| Out of interest, what was wrong with it and how did you fix it? In 4 years I've never came across a cluster I was unable to fix, nor has it really broken without someone taking an unadvisable action on it. This may simply be because I started early enough that I was forced to manually configure the components and thus understand the underlying system well enough. Over time I have seen some interesting things though: - Changing the overlay network on running servers probably the silliest thing I've done. This wasn't on production, but figuring out where all the files are and deleting them was something pretty undocumented. - A few years back somebody ran a HA cluster without setting it as HA which resulted in occasional races where services keep changing IP addresses. I believe the ability to do this was patched out. - An upgrade caused a doubling of all pods once. This was back when deployments were alpha/beta and they changed how they were references in the underlying system, causing deployments to forget their replicasets, etc. Overall though, in 4 years I've spent very little time debugging clusters and more time debugging apps, which is what we want. |
You’re basically saying “the tool X is fine, you’re just inexperienced/undisciplined and using it wrong”. Which is fair critique if I was an intern, but I have a decade+ experience in development and operations and I look at kubernetes in disbelief - why should things be that complicated? I get it, everything is pluggable and configurable, but surely this must be balanced out by making it more approachable and convenient?

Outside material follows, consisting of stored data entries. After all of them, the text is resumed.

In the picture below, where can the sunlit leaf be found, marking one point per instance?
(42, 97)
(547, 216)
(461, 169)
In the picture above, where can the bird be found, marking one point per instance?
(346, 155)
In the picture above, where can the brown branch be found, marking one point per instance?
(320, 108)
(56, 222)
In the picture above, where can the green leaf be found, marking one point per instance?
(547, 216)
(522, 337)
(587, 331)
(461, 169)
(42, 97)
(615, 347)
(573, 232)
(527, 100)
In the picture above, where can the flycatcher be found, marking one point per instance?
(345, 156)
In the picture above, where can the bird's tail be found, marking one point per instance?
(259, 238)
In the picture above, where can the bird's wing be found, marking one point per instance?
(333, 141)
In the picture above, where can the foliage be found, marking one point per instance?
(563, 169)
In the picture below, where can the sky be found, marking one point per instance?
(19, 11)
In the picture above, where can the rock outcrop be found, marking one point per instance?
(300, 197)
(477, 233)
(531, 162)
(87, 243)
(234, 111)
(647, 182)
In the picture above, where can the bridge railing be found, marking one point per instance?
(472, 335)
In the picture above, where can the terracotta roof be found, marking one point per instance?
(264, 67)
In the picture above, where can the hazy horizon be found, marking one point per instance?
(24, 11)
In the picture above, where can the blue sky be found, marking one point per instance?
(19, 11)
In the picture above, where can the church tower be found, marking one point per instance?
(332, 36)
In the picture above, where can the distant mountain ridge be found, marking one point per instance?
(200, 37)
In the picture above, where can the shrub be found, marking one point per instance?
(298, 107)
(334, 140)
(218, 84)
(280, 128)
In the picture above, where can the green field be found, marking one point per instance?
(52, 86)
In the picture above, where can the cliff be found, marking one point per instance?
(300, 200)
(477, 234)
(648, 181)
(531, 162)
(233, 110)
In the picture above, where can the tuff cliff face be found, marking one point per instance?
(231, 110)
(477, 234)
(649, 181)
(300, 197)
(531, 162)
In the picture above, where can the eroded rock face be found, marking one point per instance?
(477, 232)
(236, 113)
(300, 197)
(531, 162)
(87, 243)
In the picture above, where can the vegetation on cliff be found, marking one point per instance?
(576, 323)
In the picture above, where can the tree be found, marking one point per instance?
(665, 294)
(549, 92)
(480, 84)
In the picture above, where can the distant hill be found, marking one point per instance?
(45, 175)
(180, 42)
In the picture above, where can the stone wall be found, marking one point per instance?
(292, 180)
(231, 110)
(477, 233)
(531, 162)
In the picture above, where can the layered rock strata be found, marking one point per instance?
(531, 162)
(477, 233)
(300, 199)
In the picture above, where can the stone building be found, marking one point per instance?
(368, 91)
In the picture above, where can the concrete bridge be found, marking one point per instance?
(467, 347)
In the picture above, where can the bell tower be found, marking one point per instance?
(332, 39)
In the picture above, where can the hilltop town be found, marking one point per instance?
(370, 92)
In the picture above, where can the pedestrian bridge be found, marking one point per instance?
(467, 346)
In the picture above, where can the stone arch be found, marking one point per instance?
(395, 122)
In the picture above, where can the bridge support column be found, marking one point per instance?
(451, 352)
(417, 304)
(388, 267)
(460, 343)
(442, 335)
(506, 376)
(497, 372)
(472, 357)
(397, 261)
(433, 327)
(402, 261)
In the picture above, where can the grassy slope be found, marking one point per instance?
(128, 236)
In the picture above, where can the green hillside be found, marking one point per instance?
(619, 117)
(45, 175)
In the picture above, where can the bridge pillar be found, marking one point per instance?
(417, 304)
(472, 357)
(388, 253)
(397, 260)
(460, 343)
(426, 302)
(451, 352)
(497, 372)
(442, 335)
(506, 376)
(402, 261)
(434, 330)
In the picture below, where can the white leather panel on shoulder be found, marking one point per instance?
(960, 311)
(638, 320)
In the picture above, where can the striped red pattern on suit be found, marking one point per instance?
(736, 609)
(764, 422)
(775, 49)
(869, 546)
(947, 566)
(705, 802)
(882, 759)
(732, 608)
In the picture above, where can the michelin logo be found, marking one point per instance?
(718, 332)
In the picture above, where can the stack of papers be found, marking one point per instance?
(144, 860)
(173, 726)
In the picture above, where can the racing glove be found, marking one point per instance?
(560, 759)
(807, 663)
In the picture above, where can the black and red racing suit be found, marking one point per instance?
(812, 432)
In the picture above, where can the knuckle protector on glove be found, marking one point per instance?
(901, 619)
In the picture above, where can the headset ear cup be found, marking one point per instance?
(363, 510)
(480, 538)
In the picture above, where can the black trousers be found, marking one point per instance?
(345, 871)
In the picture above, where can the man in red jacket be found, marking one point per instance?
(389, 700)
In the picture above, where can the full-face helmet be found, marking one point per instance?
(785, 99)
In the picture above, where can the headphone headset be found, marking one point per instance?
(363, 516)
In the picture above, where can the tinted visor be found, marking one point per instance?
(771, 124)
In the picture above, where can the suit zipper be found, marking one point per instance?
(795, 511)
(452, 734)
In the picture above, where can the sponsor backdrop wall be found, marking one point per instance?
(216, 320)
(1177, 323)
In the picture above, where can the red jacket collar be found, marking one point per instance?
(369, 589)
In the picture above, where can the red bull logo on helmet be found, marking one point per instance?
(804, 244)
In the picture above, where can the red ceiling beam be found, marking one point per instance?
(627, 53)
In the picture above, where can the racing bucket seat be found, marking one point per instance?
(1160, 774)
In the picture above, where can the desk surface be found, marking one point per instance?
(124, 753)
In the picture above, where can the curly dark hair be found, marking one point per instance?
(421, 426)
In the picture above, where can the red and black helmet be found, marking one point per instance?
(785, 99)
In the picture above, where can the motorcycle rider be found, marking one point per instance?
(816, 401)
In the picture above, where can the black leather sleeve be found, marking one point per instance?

You can’t sneeze in kubernetes without it requiring you to generate some ssl certs to the point where it’s just cargo-culture without any consideration of purpose and security.
And what’s up with dozens and dozens of bloated yamls and golang files? The fresh 30-odd commits ”official” flink operator is 3 THOUSAND lines of Go and 5 THOUSAND lines of yamls. How is that reasonable? In which universe is that reasonable? all it does is a for-loop that overwrites a bunch of pods to keep their spec in sync with desired config. There’s like 1000:1 boilerplate ratio in kubernetes and it’s considered good somehow?
Sorry for the rant, I’m just angry that we’re six decades into software engineering and the newest hottest project I the newest hottest line of work behaves like everybody should be paid per line of code they produce.